Similarly, the commission voted 20-1 in agreement that another bias has been evident in the application of the death penalty here: geography and jurisdiction. Where someone kills another determines whether prosecutors seek the ultimate punishment.

"The fact that similar capital offenses perpetrated by similar offenders are treated so differently depending on where the crimes are committed renders the administration of capital punishment irretrievably inconsistent, non-uniform and therefore unfair in Maryland," the commission concluded. "The problem of jurisdictional disparities ... is evidently so deep as to confound any efforts at reform that the Commission can conceive."

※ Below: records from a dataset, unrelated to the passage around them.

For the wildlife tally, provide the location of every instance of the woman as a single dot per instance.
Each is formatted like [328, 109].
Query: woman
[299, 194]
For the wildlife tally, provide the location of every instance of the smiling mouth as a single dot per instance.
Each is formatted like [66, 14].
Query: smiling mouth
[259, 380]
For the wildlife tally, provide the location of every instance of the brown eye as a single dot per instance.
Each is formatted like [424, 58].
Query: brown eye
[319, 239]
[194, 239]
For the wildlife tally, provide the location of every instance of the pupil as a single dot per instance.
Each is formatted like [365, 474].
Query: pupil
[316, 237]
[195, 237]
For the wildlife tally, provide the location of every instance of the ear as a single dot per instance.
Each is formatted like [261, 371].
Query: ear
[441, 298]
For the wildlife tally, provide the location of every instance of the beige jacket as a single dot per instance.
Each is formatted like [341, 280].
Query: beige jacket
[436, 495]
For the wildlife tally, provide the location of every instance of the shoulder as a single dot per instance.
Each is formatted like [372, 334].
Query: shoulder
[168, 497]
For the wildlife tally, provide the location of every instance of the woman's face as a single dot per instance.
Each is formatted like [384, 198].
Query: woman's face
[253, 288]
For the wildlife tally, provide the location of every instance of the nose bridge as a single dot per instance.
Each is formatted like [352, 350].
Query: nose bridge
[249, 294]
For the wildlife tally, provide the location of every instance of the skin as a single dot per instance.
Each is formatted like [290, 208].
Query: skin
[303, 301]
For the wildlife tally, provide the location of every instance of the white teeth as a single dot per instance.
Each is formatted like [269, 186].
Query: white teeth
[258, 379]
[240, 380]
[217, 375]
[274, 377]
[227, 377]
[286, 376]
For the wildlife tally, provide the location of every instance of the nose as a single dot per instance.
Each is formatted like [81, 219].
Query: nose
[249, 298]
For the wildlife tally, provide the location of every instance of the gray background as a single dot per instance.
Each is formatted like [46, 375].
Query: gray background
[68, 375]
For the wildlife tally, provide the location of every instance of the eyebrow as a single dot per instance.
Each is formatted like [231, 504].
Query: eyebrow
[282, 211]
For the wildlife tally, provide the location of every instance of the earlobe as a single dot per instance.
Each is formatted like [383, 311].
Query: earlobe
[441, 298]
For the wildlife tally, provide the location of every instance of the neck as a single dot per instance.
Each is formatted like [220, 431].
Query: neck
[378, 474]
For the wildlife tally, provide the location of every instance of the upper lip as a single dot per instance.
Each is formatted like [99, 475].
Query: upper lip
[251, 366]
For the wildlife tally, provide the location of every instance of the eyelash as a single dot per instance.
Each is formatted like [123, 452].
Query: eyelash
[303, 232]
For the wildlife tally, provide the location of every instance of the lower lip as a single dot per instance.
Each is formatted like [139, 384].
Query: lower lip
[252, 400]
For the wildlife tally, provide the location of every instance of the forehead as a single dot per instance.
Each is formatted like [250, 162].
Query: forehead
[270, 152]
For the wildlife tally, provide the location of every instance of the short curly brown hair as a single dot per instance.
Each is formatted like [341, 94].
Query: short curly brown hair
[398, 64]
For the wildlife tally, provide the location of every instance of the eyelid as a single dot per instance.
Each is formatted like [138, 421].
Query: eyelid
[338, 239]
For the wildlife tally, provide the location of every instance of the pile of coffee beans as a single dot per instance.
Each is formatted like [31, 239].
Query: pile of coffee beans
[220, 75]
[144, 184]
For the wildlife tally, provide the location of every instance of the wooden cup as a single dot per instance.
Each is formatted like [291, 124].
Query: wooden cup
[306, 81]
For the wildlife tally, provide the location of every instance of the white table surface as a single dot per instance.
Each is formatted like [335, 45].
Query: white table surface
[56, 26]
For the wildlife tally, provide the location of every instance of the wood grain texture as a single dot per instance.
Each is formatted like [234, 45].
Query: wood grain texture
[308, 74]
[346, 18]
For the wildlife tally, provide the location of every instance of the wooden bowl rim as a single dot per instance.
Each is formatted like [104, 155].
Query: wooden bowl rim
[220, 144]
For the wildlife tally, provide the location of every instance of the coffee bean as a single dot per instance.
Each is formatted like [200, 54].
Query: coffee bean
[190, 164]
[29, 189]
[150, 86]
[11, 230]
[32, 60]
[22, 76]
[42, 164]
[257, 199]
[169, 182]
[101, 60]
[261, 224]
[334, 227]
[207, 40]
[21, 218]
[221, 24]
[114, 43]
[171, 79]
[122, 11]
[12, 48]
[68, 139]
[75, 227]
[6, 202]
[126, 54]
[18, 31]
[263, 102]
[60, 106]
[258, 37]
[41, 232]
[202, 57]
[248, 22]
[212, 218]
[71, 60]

The commission also looked at the cost of doing the executioner's business here and found that state expenditures associated with capital cases, from jury selection through appeals, are "substantially higher" than those in which the sentence is life without parole. The Urban Institute figured capital cases cost us about $186 million from 1978 through 1999. While some commission members and other experts disagreed with the methods for calculating this, "every Maryland attorney who testified before the Commission acknowledged that capital cases are more expensive and exploit more resources than non-capital cases," the report said.

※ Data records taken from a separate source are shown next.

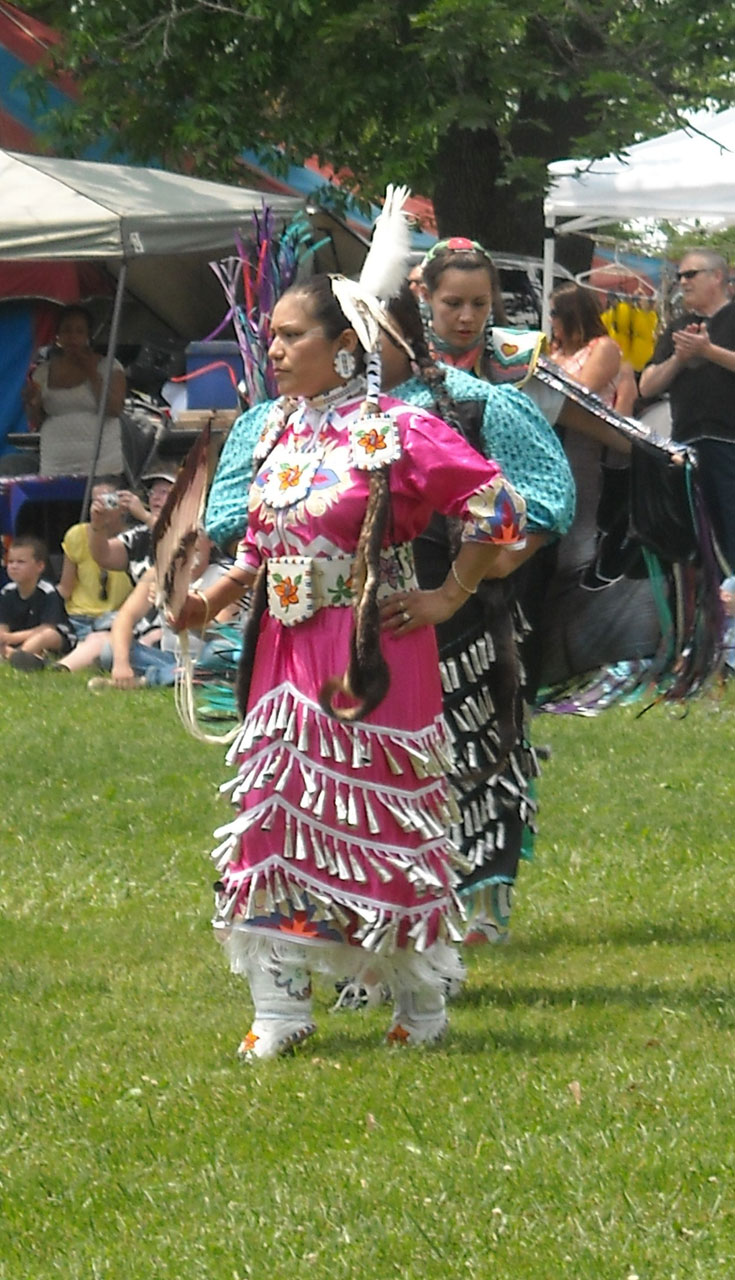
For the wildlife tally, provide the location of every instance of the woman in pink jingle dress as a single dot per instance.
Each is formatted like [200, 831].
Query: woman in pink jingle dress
[338, 858]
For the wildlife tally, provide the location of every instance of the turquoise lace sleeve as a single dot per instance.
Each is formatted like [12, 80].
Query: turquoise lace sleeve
[530, 455]
[227, 507]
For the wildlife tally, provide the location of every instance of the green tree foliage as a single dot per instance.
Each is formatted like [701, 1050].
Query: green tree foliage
[466, 100]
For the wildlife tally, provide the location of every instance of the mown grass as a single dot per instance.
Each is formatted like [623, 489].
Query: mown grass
[575, 1124]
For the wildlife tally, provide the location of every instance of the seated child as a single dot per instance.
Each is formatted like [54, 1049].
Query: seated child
[133, 664]
[32, 616]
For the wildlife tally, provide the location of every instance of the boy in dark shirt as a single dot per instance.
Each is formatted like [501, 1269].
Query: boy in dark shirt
[32, 616]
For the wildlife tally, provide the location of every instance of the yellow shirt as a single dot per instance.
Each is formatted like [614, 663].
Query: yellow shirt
[87, 593]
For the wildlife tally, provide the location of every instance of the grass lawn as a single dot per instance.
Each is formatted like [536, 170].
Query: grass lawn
[576, 1123]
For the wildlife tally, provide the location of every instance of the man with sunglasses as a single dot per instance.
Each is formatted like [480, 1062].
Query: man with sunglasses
[694, 362]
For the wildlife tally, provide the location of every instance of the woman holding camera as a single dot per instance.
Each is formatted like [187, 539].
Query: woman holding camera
[92, 594]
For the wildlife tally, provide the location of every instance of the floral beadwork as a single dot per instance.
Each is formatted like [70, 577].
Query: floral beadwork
[374, 442]
[497, 513]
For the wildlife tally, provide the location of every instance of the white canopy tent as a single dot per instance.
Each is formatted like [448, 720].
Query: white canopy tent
[683, 176]
[123, 215]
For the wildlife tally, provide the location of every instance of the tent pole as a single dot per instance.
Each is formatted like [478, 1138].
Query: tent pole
[549, 222]
[106, 380]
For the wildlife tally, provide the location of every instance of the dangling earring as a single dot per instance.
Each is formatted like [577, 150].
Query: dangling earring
[345, 364]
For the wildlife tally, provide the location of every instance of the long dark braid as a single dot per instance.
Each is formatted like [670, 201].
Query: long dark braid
[505, 677]
[368, 676]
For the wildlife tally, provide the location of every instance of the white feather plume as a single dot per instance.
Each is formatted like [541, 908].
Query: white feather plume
[365, 315]
[387, 263]
[360, 310]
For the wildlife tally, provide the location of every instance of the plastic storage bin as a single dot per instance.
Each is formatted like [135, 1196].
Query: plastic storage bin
[214, 388]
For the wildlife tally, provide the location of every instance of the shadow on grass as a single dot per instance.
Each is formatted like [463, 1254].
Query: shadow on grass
[706, 999]
[637, 933]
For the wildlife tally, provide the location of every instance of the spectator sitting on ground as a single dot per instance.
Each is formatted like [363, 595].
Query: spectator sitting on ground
[137, 666]
[94, 594]
[129, 549]
[32, 616]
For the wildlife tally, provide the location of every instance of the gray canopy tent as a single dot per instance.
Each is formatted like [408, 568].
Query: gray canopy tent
[681, 176]
[142, 223]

And what do we have to show for the past 30 years of the death penalty in Maryland? Not much.

There have been 77 death sentences. There have been five executions, two commutations and three natural deaths. There are five defendants on death row at a cost to the state of $68,000 a year each.

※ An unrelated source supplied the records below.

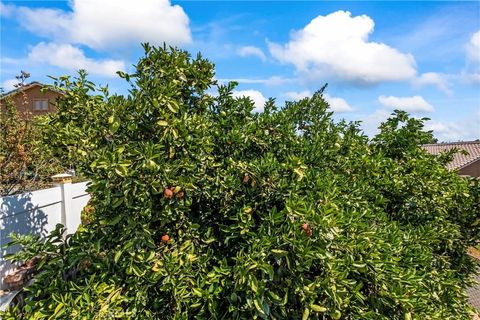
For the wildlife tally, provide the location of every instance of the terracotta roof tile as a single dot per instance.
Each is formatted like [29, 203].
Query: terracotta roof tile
[459, 160]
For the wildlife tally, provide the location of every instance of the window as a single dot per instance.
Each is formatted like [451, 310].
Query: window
[40, 104]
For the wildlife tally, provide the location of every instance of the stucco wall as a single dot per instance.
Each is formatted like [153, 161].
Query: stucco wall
[31, 95]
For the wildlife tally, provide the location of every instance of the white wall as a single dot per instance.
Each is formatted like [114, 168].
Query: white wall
[37, 213]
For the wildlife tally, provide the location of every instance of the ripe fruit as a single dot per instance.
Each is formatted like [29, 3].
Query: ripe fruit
[167, 193]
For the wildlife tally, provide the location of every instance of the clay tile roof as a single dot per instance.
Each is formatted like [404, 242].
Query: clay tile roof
[23, 88]
[460, 160]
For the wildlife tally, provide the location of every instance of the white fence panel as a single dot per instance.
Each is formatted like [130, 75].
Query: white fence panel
[37, 213]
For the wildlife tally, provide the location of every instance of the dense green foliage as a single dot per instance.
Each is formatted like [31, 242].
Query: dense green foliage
[203, 209]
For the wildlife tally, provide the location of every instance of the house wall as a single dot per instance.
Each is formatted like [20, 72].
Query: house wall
[37, 213]
[472, 169]
[30, 96]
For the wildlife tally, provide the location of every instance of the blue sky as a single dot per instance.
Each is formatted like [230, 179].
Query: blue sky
[423, 57]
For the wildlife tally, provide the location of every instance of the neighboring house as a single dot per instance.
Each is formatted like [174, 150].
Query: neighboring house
[30, 98]
[465, 164]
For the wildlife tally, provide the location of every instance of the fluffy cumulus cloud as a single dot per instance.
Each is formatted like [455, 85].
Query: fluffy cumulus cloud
[337, 46]
[110, 23]
[336, 104]
[410, 104]
[272, 81]
[462, 129]
[252, 51]
[256, 96]
[435, 79]
[72, 58]
[9, 84]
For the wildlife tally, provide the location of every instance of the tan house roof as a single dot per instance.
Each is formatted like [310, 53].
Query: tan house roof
[24, 88]
[460, 160]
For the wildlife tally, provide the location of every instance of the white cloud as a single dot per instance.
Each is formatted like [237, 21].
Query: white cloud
[436, 79]
[473, 47]
[252, 51]
[410, 104]
[110, 23]
[462, 129]
[272, 81]
[9, 84]
[72, 58]
[294, 95]
[255, 95]
[336, 104]
[337, 45]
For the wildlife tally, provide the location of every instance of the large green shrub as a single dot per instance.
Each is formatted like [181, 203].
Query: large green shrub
[204, 209]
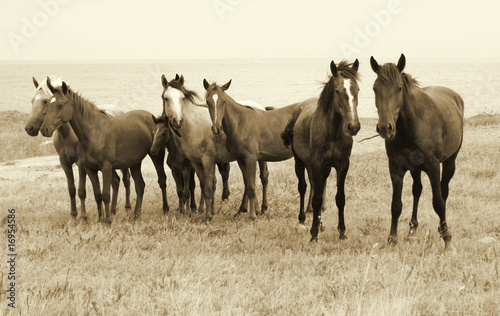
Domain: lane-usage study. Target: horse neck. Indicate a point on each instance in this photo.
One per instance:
(330, 118)
(233, 112)
(85, 117)
(65, 131)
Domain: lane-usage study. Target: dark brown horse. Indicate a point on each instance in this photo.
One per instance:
(181, 168)
(252, 136)
(106, 143)
(320, 132)
(191, 123)
(65, 143)
(422, 128)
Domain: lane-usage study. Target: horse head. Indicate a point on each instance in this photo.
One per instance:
(388, 88)
(215, 97)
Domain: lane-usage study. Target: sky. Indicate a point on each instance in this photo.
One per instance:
(250, 29)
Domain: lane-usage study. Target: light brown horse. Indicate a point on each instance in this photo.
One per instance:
(320, 131)
(422, 128)
(181, 168)
(106, 143)
(65, 143)
(191, 124)
(252, 135)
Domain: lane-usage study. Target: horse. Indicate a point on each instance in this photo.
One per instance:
(252, 135)
(181, 168)
(320, 131)
(65, 143)
(106, 143)
(191, 125)
(422, 128)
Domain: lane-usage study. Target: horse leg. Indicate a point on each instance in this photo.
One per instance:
(158, 161)
(397, 175)
(416, 191)
(177, 175)
(107, 178)
(82, 190)
(448, 172)
(192, 187)
(139, 189)
(94, 179)
(205, 172)
(340, 197)
(319, 176)
(126, 183)
(244, 200)
(115, 185)
(70, 179)
(264, 179)
(433, 171)
(249, 175)
(302, 187)
(311, 191)
(224, 172)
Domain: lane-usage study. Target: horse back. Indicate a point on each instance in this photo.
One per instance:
(448, 118)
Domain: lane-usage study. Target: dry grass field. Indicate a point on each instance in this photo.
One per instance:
(176, 265)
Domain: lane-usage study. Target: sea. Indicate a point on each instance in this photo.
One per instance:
(270, 82)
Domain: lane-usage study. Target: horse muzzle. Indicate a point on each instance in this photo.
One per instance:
(386, 130)
(46, 131)
(352, 129)
(216, 130)
(31, 130)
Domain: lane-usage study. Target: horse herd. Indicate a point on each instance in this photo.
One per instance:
(422, 128)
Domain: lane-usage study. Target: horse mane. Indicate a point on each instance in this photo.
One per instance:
(87, 108)
(214, 86)
(190, 95)
(347, 72)
(389, 73)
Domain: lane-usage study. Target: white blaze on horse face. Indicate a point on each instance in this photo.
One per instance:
(174, 97)
(347, 86)
(215, 97)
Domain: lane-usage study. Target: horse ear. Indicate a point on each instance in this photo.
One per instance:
(64, 87)
(164, 81)
(355, 65)
(226, 86)
(374, 64)
(334, 70)
(49, 85)
(401, 63)
(155, 119)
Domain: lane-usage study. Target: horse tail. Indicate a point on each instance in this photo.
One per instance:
(287, 134)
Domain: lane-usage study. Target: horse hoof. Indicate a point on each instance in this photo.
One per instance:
(392, 240)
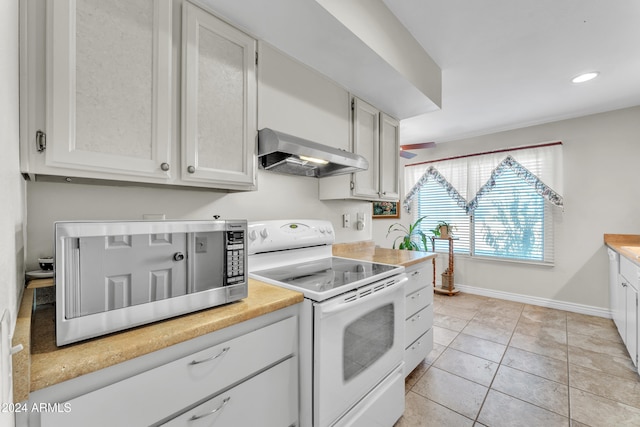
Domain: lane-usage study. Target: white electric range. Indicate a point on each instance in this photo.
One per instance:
(352, 323)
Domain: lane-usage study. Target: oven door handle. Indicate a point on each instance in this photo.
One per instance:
(342, 305)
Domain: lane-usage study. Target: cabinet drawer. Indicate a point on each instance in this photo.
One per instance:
(630, 271)
(267, 400)
(418, 324)
(418, 300)
(160, 392)
(417, 351)
(419, 277)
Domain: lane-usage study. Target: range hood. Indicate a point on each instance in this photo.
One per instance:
(288, 154)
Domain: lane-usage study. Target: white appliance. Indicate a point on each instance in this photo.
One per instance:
(352, 325)
(116, 275)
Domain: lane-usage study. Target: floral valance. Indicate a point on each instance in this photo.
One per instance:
(474, 177)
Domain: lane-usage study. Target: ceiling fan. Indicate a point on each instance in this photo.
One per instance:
(404, 149)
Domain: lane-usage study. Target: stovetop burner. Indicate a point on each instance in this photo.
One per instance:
(326, 277)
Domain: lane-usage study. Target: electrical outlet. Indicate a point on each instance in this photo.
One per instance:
(360, 223)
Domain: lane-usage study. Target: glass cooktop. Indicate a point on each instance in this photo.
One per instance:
(326, 277)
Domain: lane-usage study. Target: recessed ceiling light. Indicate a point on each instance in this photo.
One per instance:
(585, 77)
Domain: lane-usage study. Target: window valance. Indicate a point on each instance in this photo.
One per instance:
(467, 178)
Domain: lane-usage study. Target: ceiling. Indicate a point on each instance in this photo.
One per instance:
(508, 64)
(505, 64)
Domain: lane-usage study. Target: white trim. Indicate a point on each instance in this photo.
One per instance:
(543, 302)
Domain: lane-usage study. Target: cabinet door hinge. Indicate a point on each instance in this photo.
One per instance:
(41, 141)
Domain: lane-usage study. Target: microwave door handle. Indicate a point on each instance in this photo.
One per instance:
(342, 305)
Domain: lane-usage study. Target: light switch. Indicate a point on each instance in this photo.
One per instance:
(346, 221)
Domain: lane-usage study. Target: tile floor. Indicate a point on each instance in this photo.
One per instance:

That leaves 62 cases that have been reversed. "The significant expenditure of time and resources that the state of Maryland has put into its capital punishment system has resulted in only five executions and an error rate of 80 percent," the report said. "There are other areas in the Maryland criminal justice system where such resources could be applied and significant results could be expected."

You think? We still have a system that prefers costly imprisonment to progressive, crime-preventing interventions, particularly among at-risk kids. We still incarcerate far too many drug addicts who need medical treatment, not punishment. We don't give offenders nearly enough in the way of rehabilitative services; we just send them through the prison's revolving door. The report of the Civiletti commission gives the General Assembly an opportunity to abolish the death penalty, swollen with costs and infested with bias, and to channel resources into making streets safer, stemming violence, protecting at-risk kids, freeing communities from career criminals, providing treatment-on-demand for the drug addicts and reducing recidivism.

For the Senate and the House of Delegates to do otherwise, in the face of this report, would constitute dereliction of legislative duty at best, intellectual dishonesty at least, and immoral surrender to political concerns at worst.